With its wealth of whale fossils trapped within what was once the Tethys sea, and the River Nile, now subdued but previously an angry god that rose and fell at will, affecting millions of people, Egypt offers an important reminder that we are subject to nature’s rules. When the rains don’t come, we struggle to grow food. When the rain comes in a fury, we lose our crops; we lose our homes. But when the next meteorite makes contact with the earth, we will be ready for it, thanks to one of the world’s best preserved craters recently discovered in the Sahara desert.
Of the 175 confirmed earth impact craters in the world, Kamil in southern Egypt may well be the best preserved, according to Clara Moskowitz, senior writer for SPACE.com. Usually craters on earth, compared to the moon or mars, for example, are subject to erosion and other environmental factors that either blow them away or fill them in.
The 148 foot wide Kamil crater, on the other hand, is so well sheltered that geophysicists tasked with verifying the crater in February 2010 could trace the stripes made by shattering debris.

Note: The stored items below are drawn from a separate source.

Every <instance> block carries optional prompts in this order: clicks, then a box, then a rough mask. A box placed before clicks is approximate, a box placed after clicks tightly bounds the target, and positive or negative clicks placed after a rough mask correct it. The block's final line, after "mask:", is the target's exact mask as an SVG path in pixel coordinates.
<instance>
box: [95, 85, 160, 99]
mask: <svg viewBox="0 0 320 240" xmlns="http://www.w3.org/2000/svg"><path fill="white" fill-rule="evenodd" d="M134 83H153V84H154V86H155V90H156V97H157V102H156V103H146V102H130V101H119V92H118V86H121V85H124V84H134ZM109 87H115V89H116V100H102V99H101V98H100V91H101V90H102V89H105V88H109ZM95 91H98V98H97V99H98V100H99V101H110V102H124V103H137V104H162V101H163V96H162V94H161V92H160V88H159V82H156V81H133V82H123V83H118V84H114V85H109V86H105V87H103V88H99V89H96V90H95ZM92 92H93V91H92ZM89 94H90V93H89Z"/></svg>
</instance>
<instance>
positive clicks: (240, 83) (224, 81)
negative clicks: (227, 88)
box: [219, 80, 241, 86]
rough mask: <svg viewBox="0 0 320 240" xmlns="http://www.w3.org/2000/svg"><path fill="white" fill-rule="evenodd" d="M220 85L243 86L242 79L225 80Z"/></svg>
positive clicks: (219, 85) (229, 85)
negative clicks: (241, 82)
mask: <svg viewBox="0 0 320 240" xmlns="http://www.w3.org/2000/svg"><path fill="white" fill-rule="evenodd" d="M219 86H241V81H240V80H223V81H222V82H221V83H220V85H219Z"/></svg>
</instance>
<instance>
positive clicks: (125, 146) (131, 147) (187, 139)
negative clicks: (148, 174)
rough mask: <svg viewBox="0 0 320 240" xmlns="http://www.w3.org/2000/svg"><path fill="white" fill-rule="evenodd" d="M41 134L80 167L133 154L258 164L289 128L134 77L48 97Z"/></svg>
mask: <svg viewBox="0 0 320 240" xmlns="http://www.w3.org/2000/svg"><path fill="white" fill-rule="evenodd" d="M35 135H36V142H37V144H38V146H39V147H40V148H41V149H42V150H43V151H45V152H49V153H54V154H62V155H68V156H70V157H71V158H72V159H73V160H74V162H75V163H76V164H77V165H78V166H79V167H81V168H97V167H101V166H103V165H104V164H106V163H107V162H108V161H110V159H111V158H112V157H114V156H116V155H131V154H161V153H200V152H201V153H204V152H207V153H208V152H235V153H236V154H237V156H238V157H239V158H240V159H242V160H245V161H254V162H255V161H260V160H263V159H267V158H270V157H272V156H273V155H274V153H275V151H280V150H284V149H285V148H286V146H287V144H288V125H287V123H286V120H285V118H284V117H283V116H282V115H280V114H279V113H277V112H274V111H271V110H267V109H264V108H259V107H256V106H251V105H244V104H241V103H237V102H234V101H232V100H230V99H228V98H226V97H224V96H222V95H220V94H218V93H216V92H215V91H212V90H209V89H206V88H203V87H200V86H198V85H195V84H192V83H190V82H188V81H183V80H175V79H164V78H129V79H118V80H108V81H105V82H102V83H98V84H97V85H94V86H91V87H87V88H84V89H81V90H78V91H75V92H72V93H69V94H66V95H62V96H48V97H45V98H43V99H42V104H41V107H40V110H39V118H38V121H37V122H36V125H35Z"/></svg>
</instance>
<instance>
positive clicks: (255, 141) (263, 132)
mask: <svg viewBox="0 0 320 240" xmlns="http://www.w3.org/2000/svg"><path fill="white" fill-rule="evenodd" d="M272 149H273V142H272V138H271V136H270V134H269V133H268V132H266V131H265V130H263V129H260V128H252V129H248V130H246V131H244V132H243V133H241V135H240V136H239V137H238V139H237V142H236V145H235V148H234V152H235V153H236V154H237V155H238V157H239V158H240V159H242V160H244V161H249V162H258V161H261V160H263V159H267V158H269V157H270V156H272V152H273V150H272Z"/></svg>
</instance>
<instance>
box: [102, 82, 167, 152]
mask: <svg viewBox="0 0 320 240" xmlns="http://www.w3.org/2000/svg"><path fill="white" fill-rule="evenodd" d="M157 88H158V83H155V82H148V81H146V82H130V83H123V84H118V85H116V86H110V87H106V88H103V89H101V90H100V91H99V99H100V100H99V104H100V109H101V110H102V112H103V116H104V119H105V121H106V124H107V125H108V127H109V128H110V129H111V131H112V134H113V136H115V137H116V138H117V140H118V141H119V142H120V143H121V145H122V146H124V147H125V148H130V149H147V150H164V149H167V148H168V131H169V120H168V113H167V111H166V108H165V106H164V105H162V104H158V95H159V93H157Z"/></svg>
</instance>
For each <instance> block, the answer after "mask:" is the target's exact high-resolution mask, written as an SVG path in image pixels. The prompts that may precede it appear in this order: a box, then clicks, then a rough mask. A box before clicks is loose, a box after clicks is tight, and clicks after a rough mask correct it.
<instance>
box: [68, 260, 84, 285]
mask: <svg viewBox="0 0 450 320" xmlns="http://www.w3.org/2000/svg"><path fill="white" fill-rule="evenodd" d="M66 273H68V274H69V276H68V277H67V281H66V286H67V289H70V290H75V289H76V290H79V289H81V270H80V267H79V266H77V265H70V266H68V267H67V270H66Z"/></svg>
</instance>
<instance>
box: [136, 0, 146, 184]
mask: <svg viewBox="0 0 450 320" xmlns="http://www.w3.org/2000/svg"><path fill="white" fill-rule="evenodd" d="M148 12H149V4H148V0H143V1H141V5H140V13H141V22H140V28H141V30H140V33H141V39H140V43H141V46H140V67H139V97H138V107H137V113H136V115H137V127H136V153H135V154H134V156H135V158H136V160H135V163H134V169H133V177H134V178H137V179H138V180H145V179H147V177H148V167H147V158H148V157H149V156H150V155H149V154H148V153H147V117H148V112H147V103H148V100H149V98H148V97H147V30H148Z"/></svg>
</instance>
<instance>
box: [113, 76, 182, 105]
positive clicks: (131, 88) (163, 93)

It was first discovered in 2008, via Google Earth.
“This crater is really a kind of beauty because it’s so well-preserved that it will tell us a lot about small-scale meteorite impacts on the Earth’s crust,” Luigi Folco, meteorite curator at the Museo Nazionale dell’Antartide in Siena, Italy, told Moskowitz.
When giant iron boulders crashes into the earth
Based on the crater’s size and shape, researchers calculated that it was probably “an iron meteorite about 4.3 feet (1.3 meters) in diameter traveling at 7,920 mph (11,732 kph),” writes Moskowitz, that slammed into the earth probably within the last few thousand years.
This impact event occurred “relatively recent[ly], in geological terms,” according to scientists, and could provide a lot of helpful information to prepare us for the possibility of a future event.
According to Folco, “small impacts are rather frequent on Earth — on the order of one event every 10 to 100 years,”… “studying this crater is a good opportunity for scientists to get to a correct assessment of the hazard small impacts pose to the Earth and to devise mitigation strategies.”
Browsing through google earth satelite images, Vincenzo de Michele, a former curator of the Civico Museo di Storia Naturale in Milan, Italy, first discovered the crater, while Folco published details from the verification trip in February in the 23 July issue of Science.
Objects crash through the earth’s atmosphere fairly regularly, according to SPACE, and though they usually burst in flames over the ocean, they are still a decent threat; it’s worth reminding ourselves that nature reigns supreme over everything we do.